Each process has its own FDT, initialized with three entries, stdin, stdout, and stderr.
Read more here: https://en.wikipedia.org/wiki/File_descriptor
As a programmer, you should write as if you don't know where these streams are really coming from or going. They get wired up when the process starts.
If you want explicit control of where the data comes from and goes, you can open files with fopen().
The result is a "file pointer" (type FILE *), which is a structure that contains info about the open file, including the file descriptor.
If you open the same file twice, you get two different file pointers, which contain two different file descriptors, which can be at different locations in the file.
So "file pointer" is to "file" as "process" is to "program".
How to think like a tool
Small tools like the ones in this chapter are a big part of what makes programming in a Unix command line environment so powerful.
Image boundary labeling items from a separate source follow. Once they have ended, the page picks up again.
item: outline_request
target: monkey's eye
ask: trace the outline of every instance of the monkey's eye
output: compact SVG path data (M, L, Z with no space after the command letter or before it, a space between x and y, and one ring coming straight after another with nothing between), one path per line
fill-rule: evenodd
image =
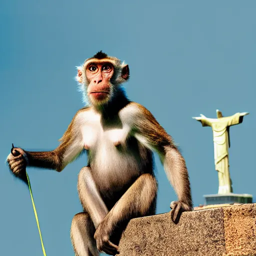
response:
M108 71L110 69L110 66L108 65L104 65L102 67L102 70L104 71Z
M94 72L94 71L96 71L97 70L97 68L95 66L91 66L89 68L89 70L90 71Z

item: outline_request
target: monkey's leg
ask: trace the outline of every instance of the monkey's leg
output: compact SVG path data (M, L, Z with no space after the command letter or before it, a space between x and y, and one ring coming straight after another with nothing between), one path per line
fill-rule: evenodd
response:
M76 256L98 256L94 238L95 228L87 212L74 216L70 228L70 238Z
M108 212L97 189L90 167L84 167L78 176L78 190L79 198L84 210L96 228Z
M99 250L105 252L112 244L110 238L118 226L135 217L154 214L157 190L156 180L152 174L143 174L135 181L96 230L94 237Z

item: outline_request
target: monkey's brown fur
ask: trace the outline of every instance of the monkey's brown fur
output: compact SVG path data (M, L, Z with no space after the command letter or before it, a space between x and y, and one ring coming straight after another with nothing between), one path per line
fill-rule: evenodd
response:
M8 158L18 176L26 166L60 172L86 150L88 164L78 182L84 212L74 216L70 229L77 256L98 256L99 251L114 255L129 220L155 214L158 184L152 150L158 154L178 197L170 206L172 220L178 222L182 211L192 210L185 161L152 114L126 98L120 84L129 75L128 65L102 52L86 60L76 78L90 106L78 112L60 145L48 152L16 148L20 154Z

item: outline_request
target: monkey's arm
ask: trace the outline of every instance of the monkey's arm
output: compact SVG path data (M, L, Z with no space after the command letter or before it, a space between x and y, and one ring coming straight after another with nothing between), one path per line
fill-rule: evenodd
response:
M172 184L178 201L173 202L171 207L176 210L174 213L176 219L180 209L191 210L192 202L190 183L184 158L174 145L172 137L146 108L138 104L139 110L134 118L134 136L141 143L154 150L160 155L166 176ZM140 117L140 118L138 118Z
M16 150L20 152L22 155L24 156L27 162L26 166L54 169L60 172L69 162L79 156L84 148L78 118L80 111L72 120L67 130L60 140L60 144L55 150L36 152L16 148ZM10 168L12 169L10 166Z

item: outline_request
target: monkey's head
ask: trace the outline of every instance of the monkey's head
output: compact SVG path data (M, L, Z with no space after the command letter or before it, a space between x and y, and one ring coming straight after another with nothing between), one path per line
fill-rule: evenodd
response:
M81 86L84 100L96 106L109 102L122 90L120 85L129 78L128 65L102 51L77 68L76 80Z

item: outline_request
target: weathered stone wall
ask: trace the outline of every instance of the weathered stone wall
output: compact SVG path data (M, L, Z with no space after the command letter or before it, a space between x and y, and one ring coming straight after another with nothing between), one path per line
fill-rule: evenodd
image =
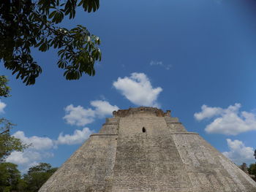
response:
M39 192L256 192L256 183L170 112L114 112Z

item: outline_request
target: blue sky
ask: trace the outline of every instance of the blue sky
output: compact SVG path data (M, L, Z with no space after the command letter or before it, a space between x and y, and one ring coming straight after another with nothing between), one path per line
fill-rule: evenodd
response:
M33 147L7 159L20 169L59 166L116 109L171 110L189 131L236 164L255 162L256 3L252 0L100 1L63 26L81 24L102 40L94 77L67 81L56 50L33 51L43 72L25 86L11 72L0 115ZM145 99L146 98L146 99Z

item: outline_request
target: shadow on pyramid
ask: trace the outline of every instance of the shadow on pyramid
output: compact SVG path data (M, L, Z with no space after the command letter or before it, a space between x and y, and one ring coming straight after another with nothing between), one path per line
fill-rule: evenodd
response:
M39 192L256 192L256 183L170 111L113 112Z

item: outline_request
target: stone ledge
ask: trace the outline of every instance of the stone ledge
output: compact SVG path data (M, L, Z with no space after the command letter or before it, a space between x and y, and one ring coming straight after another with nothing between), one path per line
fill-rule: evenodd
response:
M170 133L169 134L197 134L197 133L194 132L180 132L180 133Z
M103 124L103 126L108 126L108 125L119 125L119 123L105 123Z
M181 122L171 122L171 121L167 121L166 120L166 123L167 124L182 124Z

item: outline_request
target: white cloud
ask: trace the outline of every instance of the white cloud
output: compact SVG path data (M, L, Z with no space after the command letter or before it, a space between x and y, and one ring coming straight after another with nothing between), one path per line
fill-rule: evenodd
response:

Consider a simple challenge, like building a histogram of common words in a file:
$ cat song.txt | tr ' ' '\n' | tr [a-z] [A-Z] | sort | uniq -c | sort -nr | head -n 10
27 YOU
26 GONNA
24 NEVER
12 AND
7 TELL
6 TO
6 SAY
6 MAKE
5 KNOW
5 A
Is this the most elegant solution possible, or the one I would deploy to handle 10,000 queries/sec? Nope.
Does it prove the concept, work well enough for most cases, and take 45 seconds to write? You betcha. Sometimes the fastest programs to write are those you don't write at all.
As you progress in the software world, keep learning these little tools. They come in handy for your scripts, and they're good models as you write your own building block programs. A few tips:
Text in, text out. Operate on one line at a time if you can.
Don't clutter stdout with messages, to allow chaining tools together. Add a verbose option if you need it.
Do one thing well. Decomposing your problem into simple tools is a lot like breaking your program into smart functions.
This isn't just for C. You can write small tools that behave this way in any language (Python sys.argc/argv anyone?)